When Louisiana State University researchers tested the system on 16 overweight people, they found that the subjects immediately began consuming an average of 659 fewer calories a day.



"Eating slower allows time for the satiety response in the brain to kick in," says D. Walter Cohen, D.D.S., of the University of Pennsylvania school of dentistry. Find a dentist that sells the system ($500) at ddssystem.com.


More Weight-Loss News Briefs
Batter Up
There may yet be hope for healthy fried chicken, now that USDA scientists have developed a better batter for fried foods. Made from long-grain- rice flour, the new batter absorbs 55 percent less oil than conventional flour batter, resulting in substantially fewer calories.

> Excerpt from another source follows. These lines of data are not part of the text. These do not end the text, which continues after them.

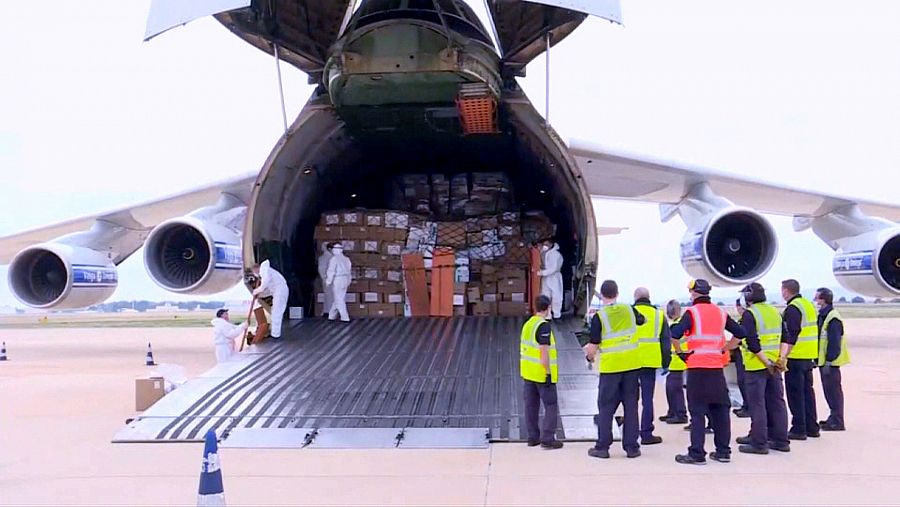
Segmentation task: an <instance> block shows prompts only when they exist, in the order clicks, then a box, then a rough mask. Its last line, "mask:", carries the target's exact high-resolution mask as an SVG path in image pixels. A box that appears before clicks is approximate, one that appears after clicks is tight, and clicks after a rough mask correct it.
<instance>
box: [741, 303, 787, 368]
mask: <svg viewBox="0 0 900 507" xmlns="http://www.w3.org/2000/svg"><path fill="white" fill-rule="evenodd" d="M748 311H749V312H750V313H752V314H753V318H754V319H755V320H756V332H757V334H759V345H760V348H762V352H763V354H765V356H766V357H767V358H769V360H771V361H772V362H775V361H777V360H778V356H779V354H780V351H781V315H780V314H779V313H778V310H776V309H775V307H774V306H772V305H770V304H768V303H753V305H751V306H750V308H749V310H748ZM741 354H742V355H743V356H744V369H745V370H747V371H759V370H765V369H766V365H765V364H763V362H762V361H760V360H759V357H757V356H756V354H754V353H753V352H750V350H749V349H747V347H741Z"/></svg>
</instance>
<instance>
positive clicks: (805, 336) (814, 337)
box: [788, 297, 819, 359]
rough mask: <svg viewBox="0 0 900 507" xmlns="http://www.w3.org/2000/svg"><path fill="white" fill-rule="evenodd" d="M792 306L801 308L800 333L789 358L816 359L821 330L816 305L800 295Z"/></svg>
mask: <svg viewBox="0 0 900 507" xmlns="http://www.w3.org/2000/svg"><path fill="white" fill-rule="evenodd" d="M790 306H793V307H795V308H797V309H798V310H800V334H799V335H798V336H797V343H796V344H795V345H794V348H793V349H791V353H790V354H788V359H816V358H817V357H818V355H819V354H818V345H817V342H818V340H819V330H818V319H817V312H816V307H815V305H813V304H812V303H811V302H810V301H809V300H808V299H806V298H804V297H798V298H796V299H794V300H793V301H791V304H790Z"/></svg>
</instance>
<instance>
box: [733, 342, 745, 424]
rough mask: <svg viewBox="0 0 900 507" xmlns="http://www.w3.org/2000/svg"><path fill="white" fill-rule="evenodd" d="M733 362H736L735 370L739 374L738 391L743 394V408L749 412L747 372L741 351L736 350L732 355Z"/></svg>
mask: <svg viewBox="0 0 900 507" xmlns="http://www.w3.org/2000/svg"><path fill="white" fill-rule="evenodd" d="M731 360H732V361H733V362H734V370H735V373H737V380H738V391H740V392H741V399H742V400H743V403H742V404H741V408H742V409H744V410H747V408H748V405H747V370H746V369H745V368H744V357H743V354H741V349H735V350H734V351H733V353H732V354H731Z"/></svg>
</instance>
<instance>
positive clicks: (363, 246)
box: [314, 210, 409, 318]
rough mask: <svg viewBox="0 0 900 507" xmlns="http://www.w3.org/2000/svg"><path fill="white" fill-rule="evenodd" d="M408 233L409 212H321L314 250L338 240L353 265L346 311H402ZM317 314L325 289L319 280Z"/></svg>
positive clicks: (394, 313) (377, 315) (322, 301)
mask: <svg viewBox="0 0 900 507" xmlns="http://www.w3.org/2000/svg"><path fill="white" fill-rule="evenodd" d="M408 235H409V215H408V214H406V213H400V212H395V211H384V210H352V211H335V212H328V213H324V214H323V215H322V217H321V221H320V225H319V226H318V227H316V230H315V233H314V239H315V240H316V243H317V245H316V248H317V251H321V248H322V247H321V245H322V244H323V243H334V242H338V243H341V244H342V245H343V247H344V254H345V255H346V256H347V257H348V258H349V259H350V262H351V263H352V265H353V270H352V272H351V275H352V277H353V281H352V283H351V284H350V287H348V289H347V299H346V301H347V310H348V312H349V313H350V316H351V318H353V317H357V318H358V317H397V316H402V315H403V303H404V296H403V294H404V292H403V267H402V261H401V257H400V256H401V254H402V253H403V250H404V247H405V245H406V240H407V236H408ZM315 288H316V314H317V315H321V314H322V313H324V312H325V311H326V309H325V308H324V303H325V294H324V292H323V289H322V282H321V280H317V283H316V285H315Z"/></svg>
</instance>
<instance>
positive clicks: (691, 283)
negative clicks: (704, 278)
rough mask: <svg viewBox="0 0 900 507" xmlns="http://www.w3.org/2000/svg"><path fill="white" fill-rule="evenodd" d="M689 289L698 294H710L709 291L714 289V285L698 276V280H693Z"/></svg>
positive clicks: (705, 294) (691, 281) (689, 287)
mask: <svg viewBox="0 0 900 507" xmlns="http://www.w3.org/2000/svg"><path fill="white" fill-rule="evenodd" d="M688 289H689V290H690V291H692V292H696V293H697V294H703V295H704V296H708V295H709V291H711V290H712V286H711V285H710V284H709V282H707V281H706V280H704V279H702V278H698V279H696V280H691V283H689V284H688Z"/></svg>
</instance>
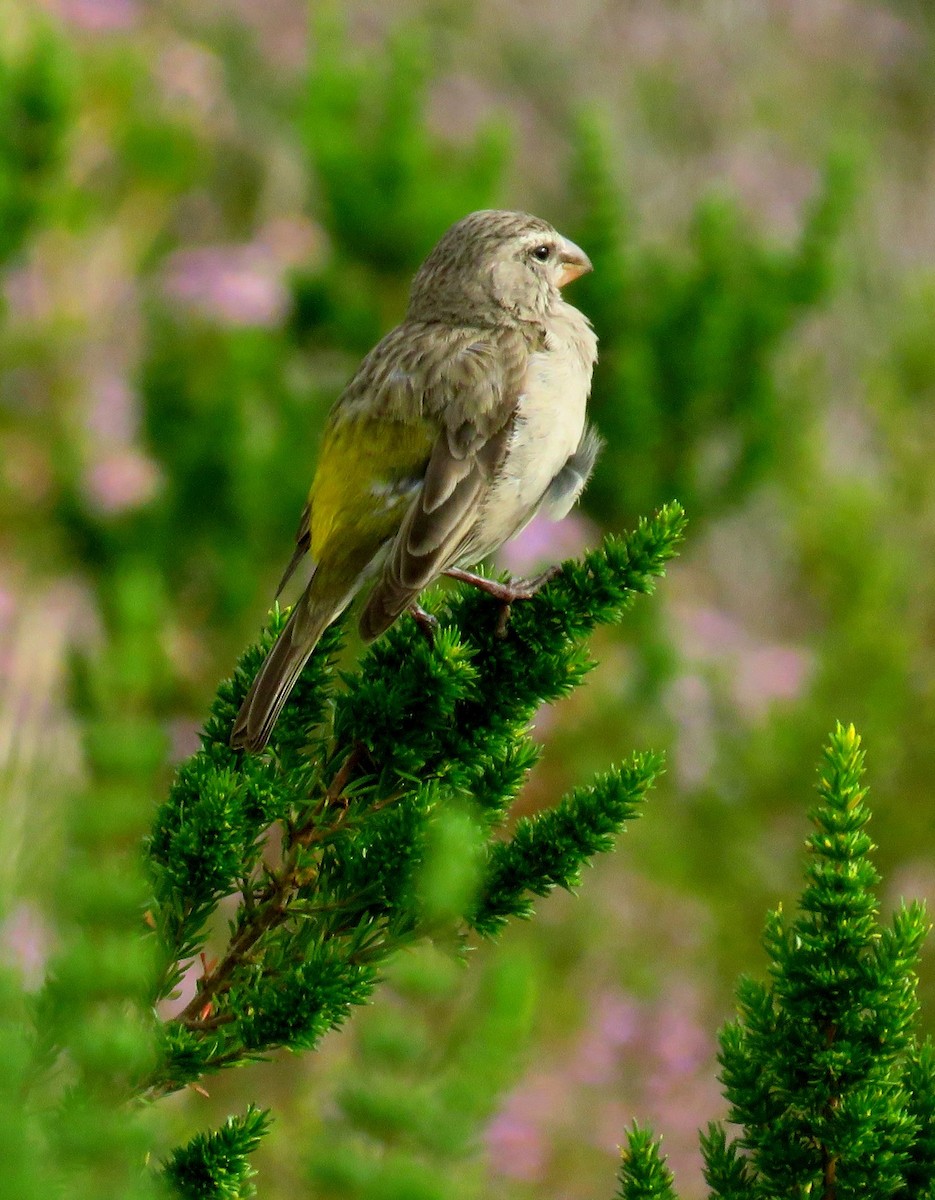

The trick: Rice retains more water during deep-frying than does wheat flour, leaving less room for oil, says researcher Fred Shih, Ph.D. Look for commercial applications within 2 years.

Penalty Box
The University of Virginia Health System recently installed specially modified vending machines that penalize unhealthy choices. Pick a snack in the "red" category-such as candy bars or chips that derive 10 percent or more of their calories from saturated fat-and you pay a 5-cent surcharge. "We're seeing an increased interest in the healthy items," says a hospital spokesman.

Pack-Rat Fat
British researchers have identified a protein called RIP140 that helps control how fat is stored. Mice bred without RIP140 weigh 20 percent less than mice with it.

Next: experiments to block RIP140 in adult animals, then in humans.